The 53rd Berlin International Film Festival 2003 is dedicating a retrospective to the Japanese director Yasujiro Ozu marking the 100th anniversary of this great master’s birthday. Ozu, who died in 1963, is one of the internationally most celebrated leaders of Japanese cinematography. His works have influenced many filmmakers, including Paul Schrader, Hou Hsiao Hsien and Wim Wenders.
In many of his films Ozu concerns himself with relationships within the family. Over the years he increasingly distilled his film language and replaced panned or moving shots with still takes. He insisted on using only a 50 mm lens on the camera which he always positioned at the eye-level of a person seated on the ground. As a tribute the Berlinale has chosen nine of the old master’s films which will be shown at a special screening in the Official Programme as well as in the Forum, Panorama and the Retrospective.
The opener at the Berlinale Palast will be one of Ozu’s most famous works Tokyo Monogatari (Tokyo Story) which premiered in 1953. An elderly couple travels to Tokyo to visit their children who soon feel their lives are being disrupted. After this painful experience, the old parents embark on their return journey during which the mother collapses. The children hurry to her deathbed and divide up the possessions.
Ozu concerned himself with the theme of ‘one family, two worlds’ as early as 1932 in Umarete Wa Mita Keredo (I was Born, But... ).

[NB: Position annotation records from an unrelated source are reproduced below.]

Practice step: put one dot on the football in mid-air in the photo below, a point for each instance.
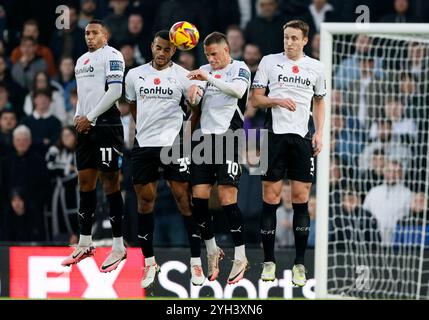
(184, 35)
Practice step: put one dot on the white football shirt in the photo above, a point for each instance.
(298, 80)
(158, 94)
(218, 108)
(94, 71)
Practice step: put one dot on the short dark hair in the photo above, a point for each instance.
(4, 111)
(234, 27)
(163, 34)
(298, 24)
(24, 39)
(30, 22)
(97, 21)
(216, 38)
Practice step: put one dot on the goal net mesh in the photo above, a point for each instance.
(378, 194)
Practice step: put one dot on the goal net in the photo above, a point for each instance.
(372, 184)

Two adolescent boys rebel against their father when they see how humbly he acts towards his boss. In Ukigusa monogatari (A Story of Floating Weeds) (1934), which Ozu re-filmed in 1959 under the title Ukigusa (Floating Weeds), a travelling actor is surprised to learn that he has a son.
In Banshun (Late Spring) (1949) Ozu worked for the first time with his favourite actress Setsuko Hara who, in the film, wants to live with her father rather than marrying.
Ozu picked up this theme again in 1950 in Bakushu (Early Summer). The family ties threaten to break as a result of the daughter’s planned wedding. In Soshu (Early Spring) Ozu returned to the figures of his pre-war films. A lowly white-collar worker, tired of his wife and his job, starts an affair with a colleague.
In 1958 Ozu made his first colour film Higanbana (Equinox Flower) which depicts the rebellious younger generation. A daughter gets engaged to the man of her choice against her father’s will.
Ozu cast an ironic look at strict Japanese customs in 1959 with Ohayô (Good Morning). Two boys beg to have a television. The father is prepared to fulfil their wish, on condition that they are finally quiet, but their silence causes a tumult in the whole village.
In 1960 Ozu filmed Akibiyori (Late Autumn), a remake of Late Spring. A daughter rejects all proposals of marriage, as she wants to stay with her widowed mother.
After the Berlinale, the retrospective, which was launched in co-operation with the Japanese right-owner Shochiku Co. Ltd., the Japanese Embassy in Berlin and the Japanese Cultural Institute in Cologne, will be touring other international film festivals including Hong Kong and New York. Starting in February 2003, the Arsenal cinema in Berlin will be showing a comprehensive retrospective of Ozu’s films.